Aluspah Brewah

Personal information
- Full name: Aluspah Brewah
- Date of birth: August 24, 1983 (age 43)
- Place of birth: Freetown, Sierra Leone
- Height: 1.77 m (5 ft 10 in)
- Position: Forward

Senior career*
- Years: Team / Apps / (Gls)
- 1998–2001: Ashanti Gold SC / 27 / (16)
- 2001: Royal Antwerp FC / 4 / (0)
- 2001–2003: R. Charleroi S.C. / 67 / (0)
- 2003–2004: Flamengo / 0 / (0)
- 2004–2005: Hammarby IF / 7 / (1)
- 2005–2006: Fortaleza / 28 / (11)
- 2006–2007: FC Mashuk-KMV Pyatigorsk / 15 / (7)
- 2007–2009: Assyriska FF / 21 / (5)
- 2008: → Bodens BK (loan) / 17 / (0)
- 2010: Jiangsu Sainty / 9 / (2)
- 2011: Tianjin Songjiang / 12 / (0)
- 2011: Hà Nội

International career
- 2001: Sierra Leone / 3 / (0)

= Aluspah Brewah =

Swedish footballer

Aluspah Brewah (born August 24, 1983) is a retired Sierra Leonian international football player. He last played as a striker for Hanoi F.C. in the Vietnamese Super League and also played for the Sierra Leone national football team.

==Early career==
At a young age of 14 years he was a member of the Sierra Leone Athletics team. He played with Ajax Academy in Ghana and Ashanti Gold SC West Africa before departing for Europe at the age of 17 years for Royal Antwerp FC of the Jupiler League.

==Professional play==
After playing in the Jupiler League for almost three seasons, Brewah moved to Flamengo in Brazil's Campeonato Brasileiro League. He stayed there for just one season, moving next to Sweden with Hammarby IF Allsvenskan.
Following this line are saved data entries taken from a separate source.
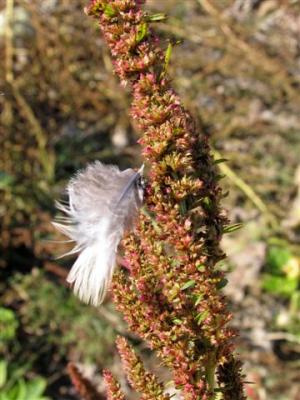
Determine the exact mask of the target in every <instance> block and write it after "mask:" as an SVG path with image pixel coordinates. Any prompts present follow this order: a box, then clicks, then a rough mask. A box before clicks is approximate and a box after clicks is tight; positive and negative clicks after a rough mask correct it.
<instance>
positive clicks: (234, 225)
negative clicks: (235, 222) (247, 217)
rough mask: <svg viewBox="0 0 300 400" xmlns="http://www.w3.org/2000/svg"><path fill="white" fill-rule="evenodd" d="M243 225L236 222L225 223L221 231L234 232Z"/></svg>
mask: <svg viewBox="0 0 300 400" xmlns="http://www.w3.org/2000/svg"><path fill="white" fill-rule="evenodd" d="M242 227H243V224H241V223H238V224H232V225H225V226H224V227H223V233H231V232H235V231H237V230H239V229H241V228H242Z"/></svg>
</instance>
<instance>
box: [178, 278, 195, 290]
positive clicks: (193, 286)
mask: <svg viewBox="0 0 300 400" xmlns="http://www.w3.org/2000/svg"><path fill="white" fill-rule="evenodd" d="M195 284H196V281H195V280H193V279H192V280H190V281H188V282H186V283H185V284H184V285H183V286H182V287H181V290H186V289H189V288H192V287H194V286H195Z"/></svg>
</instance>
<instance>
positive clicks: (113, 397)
mask: <svg viewBox="0 0 300 400" xmlns="http://www.w3.org/2000/svg"><path fill="white" fill-rule="evenodd" d="M103 378H104V381H105V385H106V393H107V400H125V396H124V394H123V392H122V391H121V388H120V385H119V383H118V382H117V380H116V379H115V378H114V377H113V375H112V373H111V372H110V371H108V370H104V371H103Z"/></svg>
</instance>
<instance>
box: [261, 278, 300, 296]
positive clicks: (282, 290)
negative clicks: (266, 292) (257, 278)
mask: <svg viewBox="0 0 300 400" xmlns="http://www.w3.org/2000/svg"><path fill="white" fill-rule="evenodd" d="M262 287H263V289H265V290H266V291H267V292H270V293H273V294H277V295H280V296H284V297H290V296H292V295H293V293H294V292H295V291H296V290H297V287H298V279H297V278H287V277H286V278H285V277H282V276H274V275H269V274H266V275H265V276H264V278H263V280H262Z"/></svg>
He next went back to Brazil's Campeonato Brasileiro League to play for Fortaleza EC where he sign for only one season. He was given the option to extend his term, but choose to go to the Russian Premier League with FC Mashuk-KMV Pyatigorsk for one season. Next he returned to Sweden to play for Assyriska FF.

Brewah joined Jiangsu Sainty on a free transfer in July 2010.

He made 3 appearances for the Sierra Leone national football team.